Marine Group’s vessel impound services include dockside storage at its Chula Vista yard, transportation, lien sales, and demolition, among other services.
“This amendment request is the result of a backlog of vessels to be demolished due to previous budget constraints, unanticipated numbers of vessels being impounded, and a … grant requirement,” port staff stated in a report to commissioners.
Port staff stated the district spent, on average, about $45,000 annually on storage and transportation costs. Adding $100,000 to its agreement with Marine Group would allow for additional demolition, storage and transportation.
“With this amendment, $50,000 will be budgeted for storage and transport costs. The remaining $50,000 will allow for demolition of 15 to 20 vessels, and will allow other vessels to proceed through the lien sale and junk slip process,” stated port staff.
Between 30 and 50 boats, on average, are processed by the port each year. Some are returned to owners and others are sold through a lien sale. Most vessels, however, are demolished, according to port staff.

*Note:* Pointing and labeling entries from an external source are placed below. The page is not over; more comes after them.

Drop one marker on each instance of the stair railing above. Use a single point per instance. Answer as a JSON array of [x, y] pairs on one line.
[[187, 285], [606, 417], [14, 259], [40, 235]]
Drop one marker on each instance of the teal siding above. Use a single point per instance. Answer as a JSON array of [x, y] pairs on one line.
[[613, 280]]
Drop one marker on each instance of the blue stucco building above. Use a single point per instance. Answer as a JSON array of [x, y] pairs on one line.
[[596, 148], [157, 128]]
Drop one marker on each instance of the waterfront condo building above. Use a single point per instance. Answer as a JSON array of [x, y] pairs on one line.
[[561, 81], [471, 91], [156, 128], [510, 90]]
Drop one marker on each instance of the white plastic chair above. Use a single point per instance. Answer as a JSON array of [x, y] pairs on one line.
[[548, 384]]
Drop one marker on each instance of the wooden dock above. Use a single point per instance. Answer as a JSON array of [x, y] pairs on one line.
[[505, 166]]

“Since 2011, there have not been funds available under the agreement to demolish on a regular basis. This has caused a backlog of vessels and we now have 100 vessels that need action to be taken, with 14 ready to be demolished at this point,” according to port staff. “Currently, the impound yard has very limited space and the district will need to perform demolition before new vessels are impounded. If the yard does not have room for new vessels, the district will have to pay for landside storage provided by Marine Group at inflated costs.”
The agreement between the port district and Marine Group expires on June 30, 2017.
Harbor Island Redevelopment
A vote on which developer would enter into an exclusive negotiating agreement with the Port of San Diego to redevelop 57 acres of East Harbor Island is scheduled for Sept. 8.
In April the Board of Port Commissioners selected two finalists – Oliver McMillan Inc. and Sunroad Enterprises – to redevelop a portion of Harbor Island with a hotel project.
Oliver McMillan proposed building two hotels combining for 1,250 rooms and a “Boat-el” venue. Also proposed were recreational watercraft canals, a seaplane, view corridors, plazas and open spaces, piers, urban sidewalks and an area for hospitality, blue technology, retail, public market, office use, restaurants and marine services.
The project could cost between $760 million and $1.2 billion, according to Oliver McMillan.
Meanwhile the Sunroad Enterprises proposal called for three hotels with 500 total rooms, office space for Harbor Police and port officials, a park and urban beach, infrastructure promoting Blue Economy, and restaurants. Sunroad’s project would cost about $300 million.
Harbor Island is home to Sunroad Resort, Sheraton San Diego, Cabrillo Isle, Marina Cortez and Harbor Island West marinas.